If you have any questions about data science, he's very knowledgeable about all these little pitfalls. He has had many presentations about that and you should read his slides. They're very good. There's also a weight column and they all have tooltips. If you don't know what that, what's going on? As you look at the tooltips, the weight column tells you the observation weight. Each event, each row has a weight. If you want, you can provide a column that has that number. Now, I will say go, but first I'll take a different loss function for fun, like a log loss. You can do whichever one you want, but we also have a GPU here so we can enable it or you can disable it. If you click on reproducible, it will just make the experiment be the same every time you run it.

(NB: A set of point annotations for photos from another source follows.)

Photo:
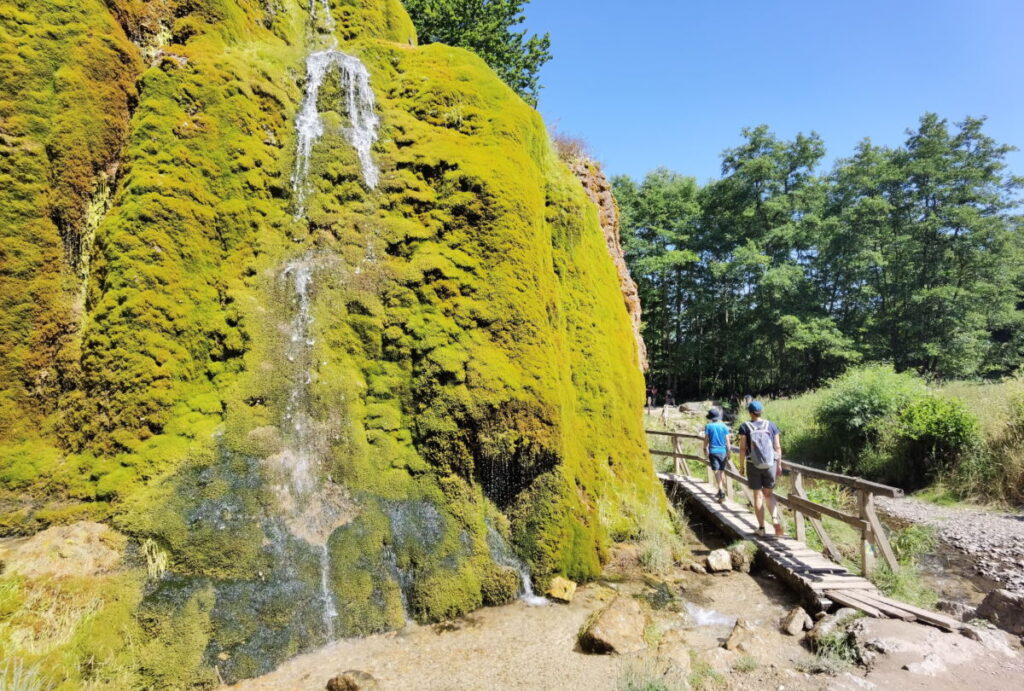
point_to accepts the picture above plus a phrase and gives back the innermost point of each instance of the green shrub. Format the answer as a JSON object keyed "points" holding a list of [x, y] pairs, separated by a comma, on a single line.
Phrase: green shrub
{"points": [[853, 409]]}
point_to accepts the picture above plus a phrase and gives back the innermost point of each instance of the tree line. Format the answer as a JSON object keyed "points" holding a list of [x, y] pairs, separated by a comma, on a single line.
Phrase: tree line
{"points": [[776, 276]]}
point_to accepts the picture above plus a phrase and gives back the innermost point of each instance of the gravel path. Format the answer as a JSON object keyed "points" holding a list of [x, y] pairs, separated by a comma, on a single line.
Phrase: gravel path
{"points": [[994, 540]]}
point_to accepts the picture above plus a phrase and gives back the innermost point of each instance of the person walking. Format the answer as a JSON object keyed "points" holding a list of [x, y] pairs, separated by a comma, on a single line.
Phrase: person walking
{"points": [[718, 441], [761, 455]]}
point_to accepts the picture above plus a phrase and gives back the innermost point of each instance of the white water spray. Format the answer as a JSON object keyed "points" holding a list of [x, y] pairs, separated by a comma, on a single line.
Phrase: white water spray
{"points": [[359, 105]]}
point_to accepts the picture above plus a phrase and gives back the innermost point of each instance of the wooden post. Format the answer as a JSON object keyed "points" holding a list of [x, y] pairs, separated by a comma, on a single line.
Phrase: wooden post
{"points": [[879, 532], [867, 534], [680, 464], [798, 487]]}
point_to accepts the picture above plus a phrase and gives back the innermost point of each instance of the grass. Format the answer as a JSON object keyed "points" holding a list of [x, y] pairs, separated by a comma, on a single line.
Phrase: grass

That means if you, if you want to know that it's going to be the same because you have a presentation tomorrow and you want your boss to see what's running live to be good or something you can try that it works with, with reproducible on. Then tomorrow will be exactly the same. If you don't do it, then it'll just be different. Now you'll still get the seed that was used at the experiment, and in the end, you will know which seed it was. If you have a Python script, you can rerun the experiment with that seed. You'll get exactly the same results. But from the gooey, you don't want to type in seeds. We just made it like on or off and this is a classification problem. I could say, no, I want to make a regression problem out of zero one. It's like my age. I want to predict how old I am or something.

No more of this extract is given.